Most algorithms can't deal with non-numeric or missing values, which is why we had to do so much data cleaning.

In [76]:
from sklearn.linear_model import LogisticRegression
lr = LogisticRegression()

In [77]:
features = loans_6.drop(["loan_status"], axis = 1)
target = loans_6["loan_status"]

In [78]:
fitting = lr.fit(features, target)



In [79]:
np.unique(predictions, return_counts = True)

NameError: name 'predictions' is not defined

# First Model Results

The model is obviously overfitted with overwhelming good results, this comes from the fact that we used the same data to train and predict

<br>

To improve the results we should use k-fold cross validation with cross_val_predict() function from the sklearn.model_selection package

In [80]:
from sklearn.model_selection import cross_val_predict
lr_2 = LogisticRegression()

predictions_2 = cross_val_predict(lr_2, features, target, cv = 3)



In [81]:
np.unique(predictions_2, return_counts = True)

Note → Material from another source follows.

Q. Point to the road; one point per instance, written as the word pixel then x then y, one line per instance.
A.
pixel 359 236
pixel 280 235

(array([0, 1], dtype=int64), array([   59, 37616], dtype=int64))

In [91]:
# False positives.
fp_filter = (predictions_2 == 1) & (loans_6["loan_status"] == 0)
fp_1 = len(predictions_2[fp_filter])

# True positives.
tp_filter = (predictions_2 == 1) & (loans_6["loan_status"] == 1)
tp_1 = len(predictions_2[tp_filter])

# False negatives.
fn_filter = (predictions_2 == 0) & (loans_6["loan_status"] == 1)
fn_1 = len(predictions_2[fn_filter])

# True negatives
tn_filter = (predictions_2 == 0) & (loans_6["loan_status"] == 0)
tn_1 = len(predictions_2[tn_filter])

In [92]:
# Rates
tpr_1 = tp_1 / (tp_1 + fn_1)
fpr_1 = fp_1 / (fp_1 + tn_1)

print(tpr_1)
print(fpr_1)

0.9987920460880877
0.9962887363147152


# Penalising the classifier

Our last results show that the logistic regression model doesn't take into account the imbalance in the data (i.e. we have more than 6 times loans being paid-off on time than not).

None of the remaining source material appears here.